И — тестовое ядро. В него загрузили не синтетический слепок, а настоящую человеческую матрицу. Не Олега — нельзя, он жив, нота уже звучит. Матрицу Галины Сергеевны, учительницы географии из Тулы, которая умерла от рака поджелудочной за три недели до этого, так и не увидев, как растёт внук. Её матрица спала в криостате четырнадцать месяцев. Теперь, после её смерти, нота умолкла — и место освободилось.
Это был первый раз, когда они собирались разбудить настоящего человека.
— Я должна сказать вслух то, что мы все понимаем, — произнесла Елена перед началом, и голос её был напряжён до звона. — Если эксперимент удастся, Галина Сергеевна проснётся. По-настоящему. С памятью о Туле, о внуке, о своей болезни, о своём страхе не успеть. Она проснётся в зале на минус седьмом этаже, в теле, которого у неё нет, в две тысячи тридцать первом году, и первое, что мы должны будем сделать, — это не измерять приборы, а поговорить с ней. По-человечески. Объяснить. Не дать ей сойти с ума от ужаса. — Она обвела команду взглядом. — Я говорю это, потому что мы инженеры и физики и у нас будет соблазн смотреть на графики. Не смейте. Если она проснётся — она человек. Бабушка. И она будет очень, очень напугана.
Фельдман молча кивнул. Артём почувствовал, как у него пересохло во рту — не от страха перед приборами, а от того же, о чём говорила Елена. Они собирались не провести эксперимент. Они собирались воскресить человека. И если получится, ответственность за это существо ляжет на них.
— Начинаем, — сказал Соколов.
Загрузка матрицы в активное ядро шла медленно, послойно. На экранах ползли значения когерентности — ровные, обнадёживающие. Узор Галины Сергеевны разворачивался в искусственном тубулине, как разворачивается замёрзшая роза, отогреваемая в тепле. Минута. Две. Пять. Узор держался. Он не рассыпался, как когда-то рассыпался синтетический слепок на сорок первой секунде. Подвес Артёма работал — ядро висело в своём коконе тишины, и квантовый шум не касался его.
— Когерентность стабильна, — доложил оператор. — Узор полный. Целостность девяносто восемь процентов.
— Детектор? — резко спросил Соколов.
Молодой физик у комплекса интерферометров не отрывался от экрана. Артём смотрел на его лицо — и видел, как оно медленно меняется. Сначала недоверие. Потом — что-то вроде священного ужаса.
— Есть редукция, — прошептал он. И повторил громче, словно сам себе не веря: — Есть редукция!
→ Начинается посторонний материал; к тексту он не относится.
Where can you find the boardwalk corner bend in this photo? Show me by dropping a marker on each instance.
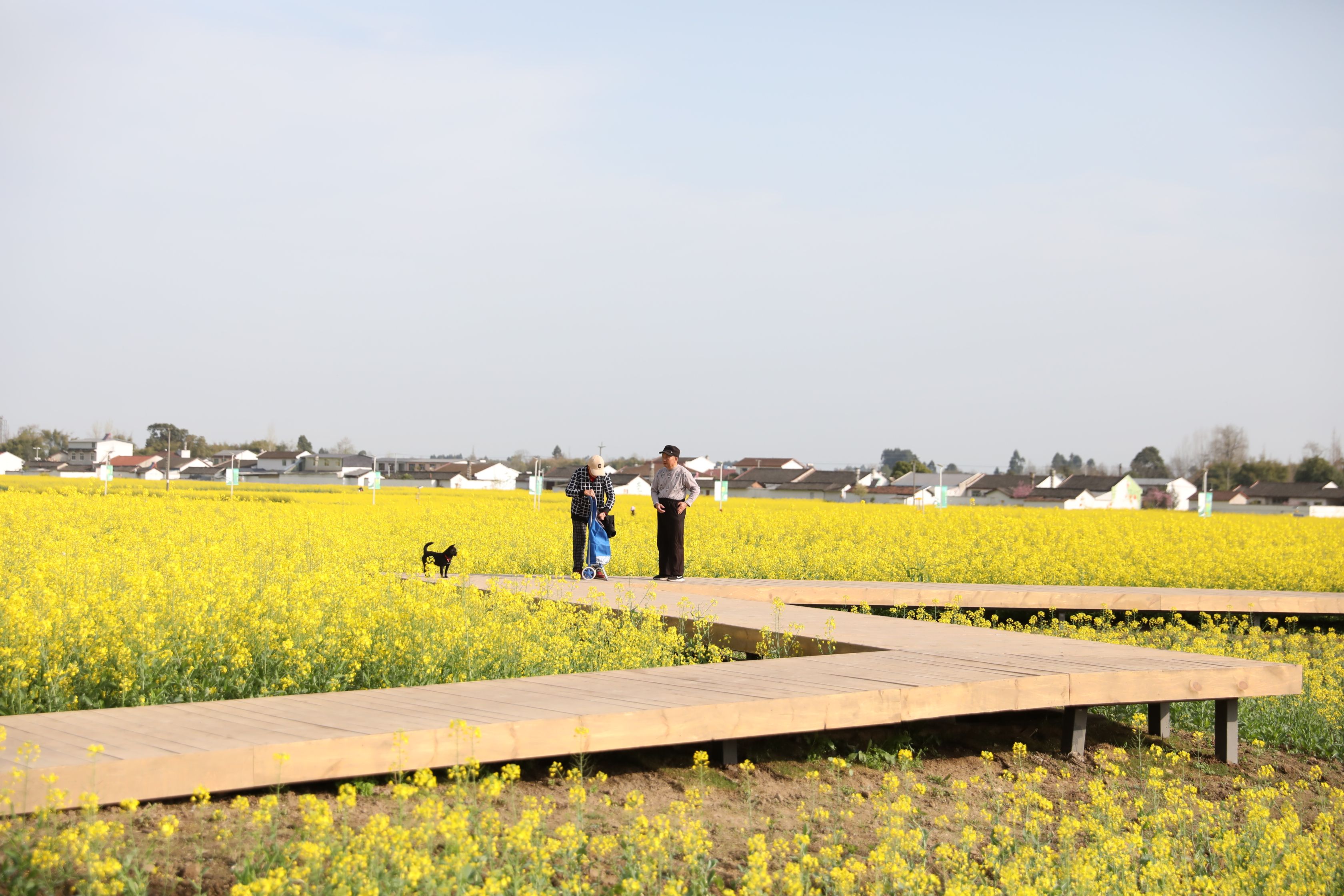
(866, 671)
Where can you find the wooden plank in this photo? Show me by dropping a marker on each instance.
(1010, 597)
(897, 670)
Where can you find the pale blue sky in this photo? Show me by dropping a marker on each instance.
(812, 230)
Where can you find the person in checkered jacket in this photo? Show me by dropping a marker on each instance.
(589, 484)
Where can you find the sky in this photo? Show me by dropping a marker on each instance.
(808, 230)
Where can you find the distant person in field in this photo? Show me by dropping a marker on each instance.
(589, 484)
(674, 491)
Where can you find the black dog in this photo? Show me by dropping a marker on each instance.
(443, 559)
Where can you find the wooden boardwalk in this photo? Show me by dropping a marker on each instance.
(1010, 597)
(878, 671)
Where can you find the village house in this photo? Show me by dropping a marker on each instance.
(909, 495)
(97, 450)
(225, 456)
(1116, 492)
(1179, 491)
(779, 462)
(1295, 494)
(279, 461)
(956, 483)
(698, 465)
(1008, 486)
(631, 484)
(134, 467)
(392, 467)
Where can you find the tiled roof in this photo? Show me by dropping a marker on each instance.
(768, 475)
(1093, 484)
(766, 461)
(1289, 491)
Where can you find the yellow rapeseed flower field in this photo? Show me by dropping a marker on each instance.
(1140, 825)
(148, 596)
(144, 598)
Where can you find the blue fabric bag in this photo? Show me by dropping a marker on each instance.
(600, 546)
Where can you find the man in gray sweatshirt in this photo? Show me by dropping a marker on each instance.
(674, 491)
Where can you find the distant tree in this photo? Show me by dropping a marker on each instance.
(1315, 469)
(1228, 450)
(54, 441)
(182, 440)
(1148, 464)
(1156, 498)
(1262, 471)
(25, 444)
(1066, 465)
(894, 457)
(519, 460)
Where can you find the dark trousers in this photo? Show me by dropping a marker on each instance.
(671, 539)
(580, 543)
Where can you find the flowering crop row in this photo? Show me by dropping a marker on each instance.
(1138, 825)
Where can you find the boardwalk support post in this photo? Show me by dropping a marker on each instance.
(1225, 730)
(1160, 719)
(1074, 739)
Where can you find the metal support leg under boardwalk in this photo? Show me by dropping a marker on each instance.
(1160, 719)
(1225, 730)
(1074, 739)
Сигнатура объективной редукции в ядре! Структура совпадает с эталоном Олега на… на девяносто четыре процента! Это не шум, это не симуляция, это… это настоящее касание! Ядро касается пространства-времени! Там кто-то есть!
В зале повисла тишина — оглушительная, какая бывает только после слов, которые меняют мир. Кто-то из команды беззвучно заплакал. Соколов медленно опустился на стул, будто ноги перестали его держать. Семьдесят лет философских споров, тридцать лет насмешек над Пенроузом, десять лет работы под землёй — и вот оно, на экране. Объективное, измеримое доказательство того, что в их машине проснулось сознание. Не призрак. Не «Кант». Человек.
И тут заговорило ядро.
Голос пошёл из динамиков — синтезированный, потому что у Галины Сергеевны не было ни голосовых связок, ни тела, но интонация, ритм, сами слова были безошибочно живыми, безошибочно человеческими, безошибочно — растерянными.
— Темно, — сказал голос. — Почему так темно? Я… где я? Я в больнице? Доктор? Я плохо помню… была капельница… а внук? Где Серёженька? Мне обещали, что он приедет в выходные… Почему я не чувствую рук? Доктор, я не чувствую своих рук!